Thread: LDAP check flapping on crake due to race

LDAP check flapping on crake due to race

From
Thomas Munro
Date:
Hi,

There are one or two failures per month on crake.  It looks like when
authentication is rejected, as expected in the tests, the psql process
is exiting, but there is a race where the Perl script still wants to
write a dummy query to its stdin (?), so you get:

psql: FATAL:  LDAP authentication failed for user "test1"
ack Broken pipe: write( 13, 'SELECT 1' ) at
/usr/share/perl5/vendor_perl/IPC/Run/IO.pm line 549.

Example:

https://buildfarm.postgresql.org/cgi-bin/show_log.pl?nm=crake&dt=2019-11-10%2023%3A36%3A04

tmunro=> select animal, snapshot, branch from run where fail_stage =
'ldapCheck' order by snapshot desc;
 animal |      snapshot       |    branch
--------+---------------------+---------------
 crake  | 2020-08-02 02:32:30 | REL_13_STABLE
 crake  | 2020-07-22 23:36:04 | REL_12_STABLE
 crake  | 2020-07-14 00:52:04 | REL_13_STABLE
 crake  | 2020-05-15 17:35:05 | REL_11_STABLE
 crake  | 2020-04-07 20:51:03 | REL_12_STABLE
 mantid | 2020-03-04 18:17:58 | REL_12_STABLE
 mantid | 2020-03-04 17:59:58 | REL_11_STABLE
 crake  | 2020-01-17 14:33:21 | REL_12_STABLE
 crake  | 2019-11-10 23:36:04 | REL_11_STABLE
 crake  | 2019-09-09 08:48:25 | HEAD
 crake  | 2019-08-05 21:18:23 | REL_12_STABLE
 crake  | 2019-07-19 01:33:31 | HEAD
 crake  | 2019-07-16 01:06:02 | REL_11_STABLE
(13 rows)

(Ignore mantid, it had a temporary setup problem that was resolved.)

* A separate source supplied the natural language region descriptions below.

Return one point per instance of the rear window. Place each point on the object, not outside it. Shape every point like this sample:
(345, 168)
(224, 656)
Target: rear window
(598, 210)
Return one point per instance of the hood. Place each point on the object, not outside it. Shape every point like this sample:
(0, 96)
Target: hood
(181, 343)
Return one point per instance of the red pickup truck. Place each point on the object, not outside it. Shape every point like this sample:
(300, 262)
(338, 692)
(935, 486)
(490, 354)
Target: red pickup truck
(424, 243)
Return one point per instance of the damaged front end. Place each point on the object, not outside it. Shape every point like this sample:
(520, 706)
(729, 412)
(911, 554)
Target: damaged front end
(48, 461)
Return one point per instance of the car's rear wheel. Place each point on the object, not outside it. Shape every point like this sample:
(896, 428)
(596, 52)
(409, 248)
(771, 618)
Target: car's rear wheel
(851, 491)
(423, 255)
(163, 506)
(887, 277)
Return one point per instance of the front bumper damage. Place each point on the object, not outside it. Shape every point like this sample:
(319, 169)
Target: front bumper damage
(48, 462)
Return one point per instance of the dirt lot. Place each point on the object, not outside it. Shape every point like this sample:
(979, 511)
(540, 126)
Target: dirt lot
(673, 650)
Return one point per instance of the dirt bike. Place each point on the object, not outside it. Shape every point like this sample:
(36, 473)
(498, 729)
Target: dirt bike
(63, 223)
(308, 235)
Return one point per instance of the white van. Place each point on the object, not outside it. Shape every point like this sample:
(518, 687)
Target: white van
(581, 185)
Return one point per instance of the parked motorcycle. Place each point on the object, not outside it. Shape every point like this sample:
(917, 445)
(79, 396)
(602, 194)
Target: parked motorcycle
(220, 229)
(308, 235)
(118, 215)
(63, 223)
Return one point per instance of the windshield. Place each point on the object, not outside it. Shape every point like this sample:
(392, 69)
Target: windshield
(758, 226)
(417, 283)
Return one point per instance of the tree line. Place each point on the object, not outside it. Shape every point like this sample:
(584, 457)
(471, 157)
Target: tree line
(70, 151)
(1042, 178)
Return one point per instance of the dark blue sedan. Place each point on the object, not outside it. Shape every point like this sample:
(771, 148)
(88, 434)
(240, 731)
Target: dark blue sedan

Re: LDAP check flapping on crake due to race

From
Noah Misch
Date:
On Sun, Aug 02, 2020 at 05:29:57PM +1200, Thomas Munro wrote:
> There are one or two failures per month on crake.  It looks like when
> authentication is rejected, as expected in the tests, the psql process
> is exiting, but there is a race where the Perl script still wants to
> write a dummy query to its stdin (?), so you get:
> 
> psql: FATAL:  LDAP authentication failed for user "test1"
> ack Broken pipe: write( 13, 'SELECT 1' ) at
> /usr/share/perl5/vendor_perl/IPC/Run/IO.pm line 549.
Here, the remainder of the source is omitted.